High-tech projects always start with a multi-tiered plan that must include the Total Cost of Ownership (TCO) of the software and related infrastructure. The problem for many integrators and end-users is that when it comes to multi-vendor hardware and software systems, many hidden costs can be overlooked in the early planning stages.
As a team with extensive experience in implementing facial recognition solutions, we decided to share our own experience and tell you what pitfalls you may encounter when bringing your project to life. We will give you some tips on choosing facial recognition software that will allow you to get maximum results with minimum TCO. 
License Cost is not TCO
Some believe that it is enough to choose the recognition software from the vendor that offers the lowest license ownership price.
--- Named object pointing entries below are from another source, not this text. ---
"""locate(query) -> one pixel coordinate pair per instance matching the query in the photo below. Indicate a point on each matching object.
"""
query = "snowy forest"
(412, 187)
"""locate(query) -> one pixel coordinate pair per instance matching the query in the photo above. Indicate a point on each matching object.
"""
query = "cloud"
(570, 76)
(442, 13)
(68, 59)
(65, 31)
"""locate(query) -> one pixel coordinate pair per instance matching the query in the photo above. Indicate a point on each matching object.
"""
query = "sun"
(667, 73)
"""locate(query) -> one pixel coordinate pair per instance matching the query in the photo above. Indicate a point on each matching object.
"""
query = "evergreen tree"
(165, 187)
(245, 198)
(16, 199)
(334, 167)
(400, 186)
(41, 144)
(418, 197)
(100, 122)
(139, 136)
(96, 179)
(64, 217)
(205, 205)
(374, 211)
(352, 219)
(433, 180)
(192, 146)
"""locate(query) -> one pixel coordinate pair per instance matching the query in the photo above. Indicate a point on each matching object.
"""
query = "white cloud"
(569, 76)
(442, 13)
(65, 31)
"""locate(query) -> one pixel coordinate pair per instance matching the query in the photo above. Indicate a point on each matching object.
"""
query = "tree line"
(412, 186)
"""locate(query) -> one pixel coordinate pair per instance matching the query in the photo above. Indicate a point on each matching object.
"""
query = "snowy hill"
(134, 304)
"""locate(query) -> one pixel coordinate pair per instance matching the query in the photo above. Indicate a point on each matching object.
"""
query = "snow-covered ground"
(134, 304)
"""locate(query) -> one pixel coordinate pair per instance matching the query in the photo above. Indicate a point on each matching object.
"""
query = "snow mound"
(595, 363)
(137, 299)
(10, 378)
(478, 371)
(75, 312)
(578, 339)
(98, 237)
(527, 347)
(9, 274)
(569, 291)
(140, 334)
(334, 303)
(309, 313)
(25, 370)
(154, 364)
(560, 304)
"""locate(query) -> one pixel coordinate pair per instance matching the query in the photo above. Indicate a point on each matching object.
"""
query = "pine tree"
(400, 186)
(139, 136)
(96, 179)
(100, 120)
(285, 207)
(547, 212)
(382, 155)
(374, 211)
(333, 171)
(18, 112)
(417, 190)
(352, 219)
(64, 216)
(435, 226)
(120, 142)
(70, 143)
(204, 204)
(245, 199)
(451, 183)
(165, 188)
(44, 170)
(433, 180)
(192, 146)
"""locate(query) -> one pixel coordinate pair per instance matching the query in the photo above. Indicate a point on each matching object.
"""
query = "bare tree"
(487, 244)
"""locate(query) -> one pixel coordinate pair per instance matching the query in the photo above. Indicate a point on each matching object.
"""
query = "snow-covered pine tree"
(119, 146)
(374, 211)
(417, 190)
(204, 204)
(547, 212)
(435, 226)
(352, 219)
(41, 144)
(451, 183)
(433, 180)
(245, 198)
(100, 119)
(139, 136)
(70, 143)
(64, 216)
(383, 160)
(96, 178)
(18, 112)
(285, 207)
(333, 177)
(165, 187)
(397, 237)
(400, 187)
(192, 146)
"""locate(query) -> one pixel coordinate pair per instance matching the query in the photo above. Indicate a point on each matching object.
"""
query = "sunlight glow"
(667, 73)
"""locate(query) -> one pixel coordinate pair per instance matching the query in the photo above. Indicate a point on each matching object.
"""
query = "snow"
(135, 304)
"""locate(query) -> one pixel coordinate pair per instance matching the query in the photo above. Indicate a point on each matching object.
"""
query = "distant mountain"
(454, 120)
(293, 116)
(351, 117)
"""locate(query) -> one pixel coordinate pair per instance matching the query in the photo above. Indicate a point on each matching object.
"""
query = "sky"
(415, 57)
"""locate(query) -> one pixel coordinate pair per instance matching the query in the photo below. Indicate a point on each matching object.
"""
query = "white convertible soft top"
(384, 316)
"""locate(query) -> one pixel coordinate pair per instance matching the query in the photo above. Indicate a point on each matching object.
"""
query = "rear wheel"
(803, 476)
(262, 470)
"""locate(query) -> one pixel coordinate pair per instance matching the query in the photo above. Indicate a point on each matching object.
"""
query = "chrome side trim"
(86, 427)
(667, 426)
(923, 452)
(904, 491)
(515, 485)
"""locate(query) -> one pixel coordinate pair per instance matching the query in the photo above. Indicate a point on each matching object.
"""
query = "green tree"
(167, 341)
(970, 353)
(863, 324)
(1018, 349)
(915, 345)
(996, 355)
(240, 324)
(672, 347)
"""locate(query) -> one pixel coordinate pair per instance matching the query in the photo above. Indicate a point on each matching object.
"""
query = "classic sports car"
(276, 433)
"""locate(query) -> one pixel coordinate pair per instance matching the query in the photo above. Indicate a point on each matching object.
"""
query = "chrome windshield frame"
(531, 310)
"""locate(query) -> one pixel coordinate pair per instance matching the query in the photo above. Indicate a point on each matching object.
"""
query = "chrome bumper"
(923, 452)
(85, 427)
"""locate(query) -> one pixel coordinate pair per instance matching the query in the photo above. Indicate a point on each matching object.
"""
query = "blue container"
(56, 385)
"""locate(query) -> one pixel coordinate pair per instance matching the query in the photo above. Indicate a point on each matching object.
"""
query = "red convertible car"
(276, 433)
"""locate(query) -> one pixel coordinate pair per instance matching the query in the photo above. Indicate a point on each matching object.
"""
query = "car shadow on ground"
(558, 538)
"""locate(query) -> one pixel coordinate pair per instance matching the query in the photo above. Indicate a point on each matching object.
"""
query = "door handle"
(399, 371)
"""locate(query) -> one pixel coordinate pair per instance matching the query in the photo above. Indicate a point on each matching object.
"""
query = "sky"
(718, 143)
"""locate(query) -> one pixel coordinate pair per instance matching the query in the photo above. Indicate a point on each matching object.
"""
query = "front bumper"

However, this approach is flawed and can cost many times as much as a solution with a higher license price. Unforeseen costs can start with technical support that is not included in the license price and end up with serious limitations on the system based on such software when trying to change, add or remove something.
It is essential to recognize that the success of the project depends on the choice of the solution, and any overlooked detail can lead to failure. Therefore, it is necessary to choose flexible and stable software that is initially designed with the entire set of tasks to be performed and with possible future modifications in mind.
Always Consider Hardware
In addition to the software license, any recognition system involves lots of hardware, which includes cameras, kilometers of cables, switches, servers for video processing and data storage. Often it is the hardware that is the main item for both capital and operating expenses. Thus, in a large project across an extensive territory, the main expense item may be not servers or cameras, but high-quality cable. At the same time, when calculating the cost of the project, you should not discount the importance of software, because the choice of software solution provider directly affects the cost of ensuring the required computing power.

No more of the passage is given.